Like a fucking crappy blanket that itches the palm of my hand as I turn to the tiny steel window built into the glass wall. A sliding slot with a small keypad for a numerical code that Joanne types in briskly, her shoulders angled so she thinks I can’t see.
My eyes slide away when she glances at me, tugging the steel aside to open up the small hole. Swallowing, I step up to the open slot, my eyes peering through the otherwise soundproof glass. “Kenny? Baby?”
She doesn’t move. But I see the way her shoulders tighten.
“Max,” Joanne murmurs. There’s a nudge in her voice. A nervousness, as she lingers at my shoulder.
“She’s not gonna do anything from there,” I mutter. My voice raises. “Kenny? It’s cold in there, sweetheart.”
A low snarl is my only response.
I push the blanket through, wedging it into the small space, my mouth opening. But Joanne slams the slot shut before I can say anything else, and my lips press into a thin line.
Don’t bite.
Instead, I wait. Joanne disappears, muttering something about other visits as she leaves me to it. Folding my arms, I lean forward, waiting.
Come on, baby. You know you’re cold.
She unfurls herself slowly. Her head twists toward the tray below the slot where the blanket now sits. And I hold my breath, drinking in every movement as she edges toward me.
But she can’t see me, not through this fucking one-way glass.
Kenny reaches for the blanket, her head tilting as she examines it.
Those lethal canines, sharp and extended, appear as her lip curls back. Kenny tears into the blanket, shredding it until only thin ribbons of grey scatter the floor around her.
Her head lifts, brilliant scarlet irises examining the glass, as if she canseeme. My breath catches—
But she only snarls softly, a warning in the back of her throat before she lopes back to her corner and curls up.

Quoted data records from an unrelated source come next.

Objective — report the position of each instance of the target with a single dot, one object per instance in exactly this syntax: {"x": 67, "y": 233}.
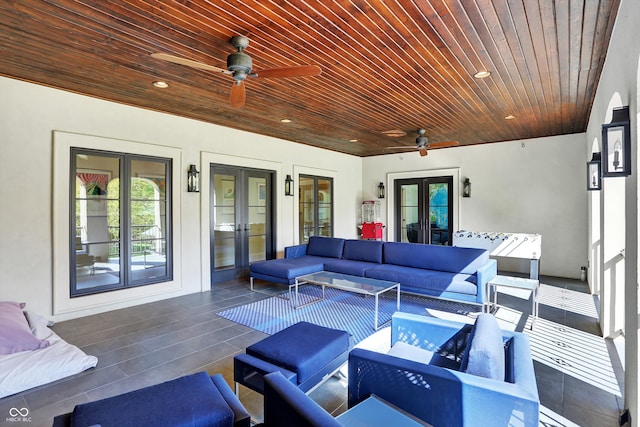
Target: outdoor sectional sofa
{"x": 446, "y": 272}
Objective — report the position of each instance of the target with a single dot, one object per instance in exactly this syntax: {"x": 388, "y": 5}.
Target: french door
{"x": 424, "y": 207}
{"x": 240, "y": 220}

I can see her shoulders trembling.
“I don’t blame her.” Oscar’s words are a sigh as he appears next to me. “Those blankets are fucking awful.”
Agreed. “How’d it go?”
He runs a hand over his face. “We can bring in our own stuff for her from an approved list. They won’t give us any extra funding – said they can’t afford it. Abrams will work pro bono. But they’ve agreed to work with us. Maybe work up to some direct contact. But we’d need to sign a shitload of fucking paperwork so we can’t sue them.”
“Fine,” I say immediately.At least we can get her a decent blanket. “What about care duties? Feeding?”
Oscar frowns. “No. Not yet. They want to see some progress first. The Center staff will manage it for the time being.”
He sounds as if he hates the idea as much as I do. “But we can stay here in shifts around the clock. One of us can always be with her, but we’ll have to make do out here until we fix the access.”
“Good job.” It’s a hell of a lot more than we had this morning, with our allocated two hours of visiting time.